One reason for this investment is the importance Best Buy is placing on the Smart Home market, a retail iteration of the AI vogue. Joly said:
We will continue to enhance this category across our stores and website this year. For example, to demonstrate we’re responsible with voice technology, we’re bringing new Alexa and Google Assistant experiences to 700 stores nationwide in collaboration with Amazon and Google. These enhanced experiences are unique to Best Buy and show how you can completely use voice technology. Specially-trained Blue Shirts are on hand to provide advice and, of course, our Geek Squad agents can help install, set up and support the products.
Such initiatives are intended to meet the needs of Best Buy’s customer base, which Joly positions as tech-savvy to a degree already:
The Best Buy customer, our target customer, we call them the high touch tech fans. These are people who are passionate about technology and need a bit of help with us and that includes many of us. Many of them are Millennials. In fact, half of that target customer segment is Millennials and we tend to do well with Millennials. Our penetration of Millennials is actually higher than some of the other demographics.
So, the typical customer for the Smart Home, I don’t think varies significantly from the rest of the store. One of the things we’re excited about from the trend standpoint is the fact that the Millennials are finally leaving their parents’ home and investing in their new home.
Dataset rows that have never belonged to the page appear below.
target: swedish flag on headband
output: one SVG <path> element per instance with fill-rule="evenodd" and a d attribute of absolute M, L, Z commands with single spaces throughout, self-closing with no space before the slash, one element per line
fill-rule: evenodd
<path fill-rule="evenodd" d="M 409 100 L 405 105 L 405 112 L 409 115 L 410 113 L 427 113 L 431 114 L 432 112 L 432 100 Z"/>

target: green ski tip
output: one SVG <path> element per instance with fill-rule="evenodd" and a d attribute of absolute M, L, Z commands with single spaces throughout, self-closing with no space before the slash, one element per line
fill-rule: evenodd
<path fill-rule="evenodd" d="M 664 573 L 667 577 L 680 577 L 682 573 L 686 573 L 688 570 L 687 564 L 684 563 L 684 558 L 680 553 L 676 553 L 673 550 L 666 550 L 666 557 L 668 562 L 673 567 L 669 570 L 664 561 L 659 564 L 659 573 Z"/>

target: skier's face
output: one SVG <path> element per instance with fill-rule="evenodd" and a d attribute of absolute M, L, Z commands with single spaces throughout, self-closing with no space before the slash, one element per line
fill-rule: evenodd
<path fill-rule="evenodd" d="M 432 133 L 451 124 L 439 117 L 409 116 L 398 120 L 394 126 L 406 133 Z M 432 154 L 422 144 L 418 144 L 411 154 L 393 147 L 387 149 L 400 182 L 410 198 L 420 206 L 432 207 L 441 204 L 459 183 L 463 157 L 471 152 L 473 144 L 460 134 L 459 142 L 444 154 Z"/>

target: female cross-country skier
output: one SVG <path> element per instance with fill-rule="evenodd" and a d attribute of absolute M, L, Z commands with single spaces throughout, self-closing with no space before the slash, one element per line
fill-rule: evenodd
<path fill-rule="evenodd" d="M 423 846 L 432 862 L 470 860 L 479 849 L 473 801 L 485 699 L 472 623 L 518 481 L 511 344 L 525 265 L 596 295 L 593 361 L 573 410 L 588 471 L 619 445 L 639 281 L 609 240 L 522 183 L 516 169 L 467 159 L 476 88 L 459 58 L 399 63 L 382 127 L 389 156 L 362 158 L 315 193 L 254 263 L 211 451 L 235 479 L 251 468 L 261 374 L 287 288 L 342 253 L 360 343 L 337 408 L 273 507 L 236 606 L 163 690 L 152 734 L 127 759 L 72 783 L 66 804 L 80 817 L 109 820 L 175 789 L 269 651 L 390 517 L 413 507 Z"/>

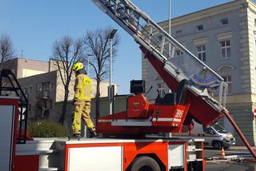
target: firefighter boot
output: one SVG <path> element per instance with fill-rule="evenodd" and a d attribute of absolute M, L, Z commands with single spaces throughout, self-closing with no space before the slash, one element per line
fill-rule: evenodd
<path fill-rule="evenodd" d="M 89 137 L 94 137 L 98 136 L 97 133 L 95 132 L 95 128 L 90 128 L 89 132 L 90 132 Z"/>

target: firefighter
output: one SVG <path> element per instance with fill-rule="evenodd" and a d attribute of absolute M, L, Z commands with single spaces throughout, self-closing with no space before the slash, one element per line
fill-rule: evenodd
<path fill-rule="evenodd" d="M 96 137 L 95 128 L 90 116 L 90 92 L 91 81 L 84 70 L 81 62 L 77 62 L 72 66 L 75 73 L 75 85 L 74 87 L 74 112 L 72 132 L 73 137 L 80 137 L 81 119 L 86 125 L 90 131 L 90 137 Z"/>

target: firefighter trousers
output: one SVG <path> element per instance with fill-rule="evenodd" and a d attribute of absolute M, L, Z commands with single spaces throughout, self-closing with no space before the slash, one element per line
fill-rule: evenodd
<path fill-rule="evenodd" d="M 81 120 L 84 121 L 88 129 L 94 128 L 90 116 L 90 101 L 76 101 L 74 102 L 73 112 L 72 132 L 74 134 L 81 133 Z"/>

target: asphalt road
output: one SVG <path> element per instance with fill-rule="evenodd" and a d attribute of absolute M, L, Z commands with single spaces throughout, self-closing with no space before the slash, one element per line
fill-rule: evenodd
<path fill-rule="evenodd" d="M 219 157 L 221 150 L 216 150 L 212 148 L 205 148 L 205 157 Z M 238 155 L 239 157 L 250 157 L 250 153 L 246 149 L 230 149 L 225 150 L 226 156 Z M 206 162 L 206 171 L 243 171 L 243 170 L 254 170 L 256 171 L 256 162 L 246 162 L 246 161 L 229 161 L 225 162 Z"/>

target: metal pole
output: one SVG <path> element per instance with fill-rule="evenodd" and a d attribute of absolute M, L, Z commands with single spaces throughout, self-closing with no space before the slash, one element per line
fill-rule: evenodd
<path fill-rule="evenodd" d="M 113 38 L 110 38 L 110 87 L 111 87 L 112 85 L 112 41 Z M 110 114 L 112 113 L 112 100 L 110 101 Z"/>
<path fill-rule="evenodd" d="M 88 59 L 87 59 L 87 75 L 89 76 L 89 62 L 90 62 L 90 56 L 88 55 Z"/>
<path fill-rule="evenodd" d="M 169 34 L 170 35 L 170 32 L 171 32 L 171 28 L 170 28 L 170 1 L 171 0 L 169 0 Z M 170 51 L 171 51 L 171 50 L 170 50 L 170 47 L 171 47 L 171 46 L 170 46 L 170 42 L 169 43 L 169 57 L 170 57 Z"/>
And of course because they are more digitally savvy, they tend to spend more. So that’s one of the positive trends and opportunities that we can think about.
Best Buy is cleverly using its physical stores and schemes such as the Home Advisor service to create an Amazon-differentiator that eludes some other retailers. It’s a pitch that’s dependent on the tech-savvy customer not becoming so tech-savvy as to not need third party guidance and support, but in mainstream retail terms, that’s a way off yet.